Covid Tales: House Party [Mike Spence, United Kingdom, 2021]

In the age or ageing of COVID-19, former barriers—between work and play, community and solidarity, movement and stasis—have melted away. All people have become—whether by choice or necessity—hosts, filmmakers and voyeurs, offering webcam-based views into their worlds. So, what’s the true measure of how unhinged or emotive things can become?

Socially distanced

In Mike Spence’s Covid Tales: House Party, three friends—Cookie, Frank, and Oz (played by Mike Spence)—come together to virtually reconnect. But after a fantastical development, they’re left to cope with new implications for their friendship dynamic and individual lives. True-to-life, (or, at least, life now), the cinematography leans into claustrophobic POV shots through computer screens, the blurred edges of the frames and close-ups selling their containment. The editing and pacing feel a bit choppy, but it’s consistent with what’s being presented: snippets of lives as perceived by others. But though the actors portray the characters earnestly and with commitment, the writing ultimately limits them.

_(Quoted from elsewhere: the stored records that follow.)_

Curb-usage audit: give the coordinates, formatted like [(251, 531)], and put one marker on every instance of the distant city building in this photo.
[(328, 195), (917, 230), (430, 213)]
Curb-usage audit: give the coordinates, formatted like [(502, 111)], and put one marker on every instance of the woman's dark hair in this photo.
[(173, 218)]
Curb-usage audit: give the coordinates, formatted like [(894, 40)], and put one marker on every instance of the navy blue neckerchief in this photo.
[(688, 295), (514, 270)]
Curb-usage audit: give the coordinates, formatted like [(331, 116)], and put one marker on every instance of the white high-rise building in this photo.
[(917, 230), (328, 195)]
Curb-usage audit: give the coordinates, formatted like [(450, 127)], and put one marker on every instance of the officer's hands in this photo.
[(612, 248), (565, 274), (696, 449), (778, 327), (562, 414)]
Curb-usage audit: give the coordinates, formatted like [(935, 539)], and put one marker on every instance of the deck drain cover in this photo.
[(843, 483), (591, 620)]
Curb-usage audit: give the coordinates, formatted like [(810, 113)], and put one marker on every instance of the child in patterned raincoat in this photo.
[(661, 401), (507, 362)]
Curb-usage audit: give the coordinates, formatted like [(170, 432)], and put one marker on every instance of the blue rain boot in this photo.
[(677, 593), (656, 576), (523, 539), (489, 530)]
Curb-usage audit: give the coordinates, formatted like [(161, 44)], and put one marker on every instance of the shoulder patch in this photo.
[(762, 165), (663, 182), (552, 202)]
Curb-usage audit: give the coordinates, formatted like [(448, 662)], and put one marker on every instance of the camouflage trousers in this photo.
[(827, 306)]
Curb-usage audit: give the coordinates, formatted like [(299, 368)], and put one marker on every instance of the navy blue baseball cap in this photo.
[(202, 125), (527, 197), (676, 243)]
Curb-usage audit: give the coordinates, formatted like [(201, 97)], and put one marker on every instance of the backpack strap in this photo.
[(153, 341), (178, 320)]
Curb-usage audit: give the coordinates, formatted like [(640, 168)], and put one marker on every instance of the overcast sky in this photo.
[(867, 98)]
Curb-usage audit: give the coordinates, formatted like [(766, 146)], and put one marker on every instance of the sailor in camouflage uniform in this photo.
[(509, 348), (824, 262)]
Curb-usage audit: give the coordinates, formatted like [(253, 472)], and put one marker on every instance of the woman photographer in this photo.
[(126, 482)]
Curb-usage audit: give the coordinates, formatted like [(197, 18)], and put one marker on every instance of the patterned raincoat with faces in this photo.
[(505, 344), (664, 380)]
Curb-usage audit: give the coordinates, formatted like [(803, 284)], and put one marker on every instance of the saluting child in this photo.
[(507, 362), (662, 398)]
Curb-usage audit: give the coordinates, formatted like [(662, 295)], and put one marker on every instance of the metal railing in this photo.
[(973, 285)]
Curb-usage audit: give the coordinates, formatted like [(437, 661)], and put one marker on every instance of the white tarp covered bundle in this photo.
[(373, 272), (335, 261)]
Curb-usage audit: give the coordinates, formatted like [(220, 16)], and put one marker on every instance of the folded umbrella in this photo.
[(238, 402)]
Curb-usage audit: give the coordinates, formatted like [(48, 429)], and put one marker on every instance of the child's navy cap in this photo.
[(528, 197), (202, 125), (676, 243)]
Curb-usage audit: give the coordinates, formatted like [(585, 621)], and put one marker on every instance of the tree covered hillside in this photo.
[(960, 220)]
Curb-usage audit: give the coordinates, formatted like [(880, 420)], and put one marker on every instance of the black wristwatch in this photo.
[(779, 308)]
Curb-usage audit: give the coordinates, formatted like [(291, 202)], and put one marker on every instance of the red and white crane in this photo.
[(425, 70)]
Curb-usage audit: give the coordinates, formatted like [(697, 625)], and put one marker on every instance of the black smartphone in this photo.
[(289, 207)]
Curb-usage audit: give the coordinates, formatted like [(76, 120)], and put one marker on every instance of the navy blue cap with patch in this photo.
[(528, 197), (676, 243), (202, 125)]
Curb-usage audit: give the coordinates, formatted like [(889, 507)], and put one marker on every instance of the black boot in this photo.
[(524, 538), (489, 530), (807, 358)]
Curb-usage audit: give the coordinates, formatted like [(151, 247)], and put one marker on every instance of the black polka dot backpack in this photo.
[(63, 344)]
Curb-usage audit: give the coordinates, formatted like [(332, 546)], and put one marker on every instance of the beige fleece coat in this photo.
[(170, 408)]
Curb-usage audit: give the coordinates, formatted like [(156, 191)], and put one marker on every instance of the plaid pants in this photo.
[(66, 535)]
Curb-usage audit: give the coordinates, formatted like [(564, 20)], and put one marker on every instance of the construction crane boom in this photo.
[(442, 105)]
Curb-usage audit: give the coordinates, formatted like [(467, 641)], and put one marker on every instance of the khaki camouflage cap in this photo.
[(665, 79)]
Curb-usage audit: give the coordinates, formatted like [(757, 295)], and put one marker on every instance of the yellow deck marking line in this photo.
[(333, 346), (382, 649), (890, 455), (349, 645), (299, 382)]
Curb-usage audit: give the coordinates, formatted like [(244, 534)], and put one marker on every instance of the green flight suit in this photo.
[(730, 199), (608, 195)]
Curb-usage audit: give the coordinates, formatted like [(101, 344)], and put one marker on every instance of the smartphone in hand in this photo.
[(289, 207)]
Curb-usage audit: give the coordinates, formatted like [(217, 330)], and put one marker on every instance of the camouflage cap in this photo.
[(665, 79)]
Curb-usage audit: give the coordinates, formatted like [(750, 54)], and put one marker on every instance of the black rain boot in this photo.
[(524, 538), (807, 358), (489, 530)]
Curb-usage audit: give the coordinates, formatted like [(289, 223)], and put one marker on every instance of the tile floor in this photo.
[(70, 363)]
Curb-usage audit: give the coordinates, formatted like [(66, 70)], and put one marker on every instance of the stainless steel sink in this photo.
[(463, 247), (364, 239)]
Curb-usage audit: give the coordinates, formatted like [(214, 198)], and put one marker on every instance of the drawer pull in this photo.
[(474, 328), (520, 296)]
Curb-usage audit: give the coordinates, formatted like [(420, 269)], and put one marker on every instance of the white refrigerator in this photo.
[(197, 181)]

Between ever-shifting characterisation and some tonal whiplash, it’s hard to not feel at screen’s length from the trio. This is exasperated further by some direction choices that don’t quite mesh with the need for deeper connection, specifically how each act is told from a different character’s perspective. Mike Spence’s ambition as a director and writer is commendable, but perhaps putting more focus on plot payoffs instead could have driven the narrative further. As it stands, it feels like the story is just ramping up to say and be something larger, only to be cut off.


Covid Tales: House Party has both the charms and edges that come with quarantine filmmaking. Its strange, otherworldly vibe feels equal parts intentional and unfounded, weird in the right ways and endearing in how it does and doesn’t choose to take itself seriously. And while not entirely realising the scope it sets for itself, its charms are certainly intoxicating, not unlike prolonged usage of a computer with people knowable and esoteric, close and far, all at once.